Brushing off the general malaise weighing down Gap Inc. (No. 28 in the Internet Retailer 2019 Top 1000), Macy’s Inc. (No. 5) and other well-known merchants, Walmart (No. 3) entered the crucial holiday season on a high note, posting solid third-quarter sales and raising its full-year outlook again.

Walmart’s web sales in the U.S. rose 41%, ahead of its expected growth rate for the full year. It has rapidly expanded its online grocery service and in recent weeks debuted a new offering in three cities where employees put the food right into customers’ fridges. Nearly one in four Americans who buy groceries online each month place at least one of those orders with Walmart, according to researcher Brick Meets Click.

Profitability has been a concern on the dot-com side, though, and Biggs said in prepared remarks that the company needs to sell more general merchandise, which delivers better margins than bread and bananas.

Comparable sales excluding gas for Walmart stores in the U.S. rose 3.2% in the period, beating analysts’ 3.1% growth estimate and marking the 21st straight gain. Both the number of customers and the size of their average orders were up, fueling the growth.


“It was a really good third quarter,” chief financial officer Brett Biggs said in an interview, adding that he’s “pleased” with how shoppers are responding so far to the rollout of early holiday deals. Walmart now sees full-year adjusted earnings per share increasing slightly compared to last year, after saying in August either a slight decrease or slight increase was possible.

This is the second time this year Walmart has upgraded its outlook. The rosier view contrasts with more downbeat expectations from retailers like Macy’s, which slashed its profit guidance in August. Last week, apparel staple Gap fired its top executive following disappointing third-quarter performance and a failed turnaround bid. Earlier this month, Moody’s cut its expectations for the entire U.S. retail sector, citing “intense competition in the fight for market share.”

Meanwhile, Walmart—buoyed by its market-leading grocery business and big investments to improve ecommerce—has largely avoided the turmoil that’s afflicted many mainstream merchants over the past two years. Investors have noticed, and Thursday sent the shares up as much as 3.6% to a record high.

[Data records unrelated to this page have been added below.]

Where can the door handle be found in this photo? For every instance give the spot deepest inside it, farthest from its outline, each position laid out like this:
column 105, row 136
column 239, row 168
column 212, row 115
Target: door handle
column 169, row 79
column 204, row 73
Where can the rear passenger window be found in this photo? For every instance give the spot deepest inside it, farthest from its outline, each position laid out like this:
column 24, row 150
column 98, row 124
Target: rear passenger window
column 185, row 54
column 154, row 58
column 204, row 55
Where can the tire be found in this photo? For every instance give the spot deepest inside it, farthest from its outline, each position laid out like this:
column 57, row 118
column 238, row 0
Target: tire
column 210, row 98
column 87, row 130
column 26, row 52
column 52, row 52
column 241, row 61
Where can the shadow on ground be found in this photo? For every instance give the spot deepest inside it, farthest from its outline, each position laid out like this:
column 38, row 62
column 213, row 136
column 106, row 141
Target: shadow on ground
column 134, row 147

Walmart “is holding its own against encroachment from Amazon and others and is leveraging its store assets, its primary advantage, with digital order pick-up towers and drive-through grocery lanes,” John Zolidis, president of Quo Vadis Capital, said in a research note. Those moves, plus a bigger push into same-day delivery, are helping it pick up “share from traditional retailer competitors that are closing doors or are too late in the game to transform their business models.”

“Walmart continues to position itself near the very top of global retail by any measure, and will continue to get stronger as time goes on, increasing the pressure on the rest of global retail,” Charlie O’Shea, an analyst at Moody’s, said in a note.

‘Slower’ progress

“Walmart needs to improve its position in non-food,” Neil Saunders, an analyst at GlobalData Retail, said in a note. “Progress is slower than Walmart would like.” On a call with reporters, ecommerce chief Marc Lore said the company is trying to improve sales of home decor and apparel, like its recent re-launch of the Scoop fashion brand.

Sam’s Club, the company’s warehouse division that accounts for about 11% of its revenue, was one weaker spot. Comparable sales there rose only 0.6%, just one-third the pace analysts surveyed by Consensus Metrix had been expecting. Performance there was “surprisingly weak,” RBC Capital Markets analyst Scot Ciccarelli said.


The chain is still without a leader a month after Sam’s CEO John Furner was tapped to replace Greg Foran as head of Walmart’s U.S. stores division. Biggs provided no update on the search Thursday, a day that Walmart dedicated to re-opening a store in El Paso where 22 people were killed in a mass shooting in August. The massacre prompted Walmart to discontinue selling handgun ammunition and other types of bullets in its stores.

“Today is a very important day as we begin serving the community again in El Paso,” Furner said.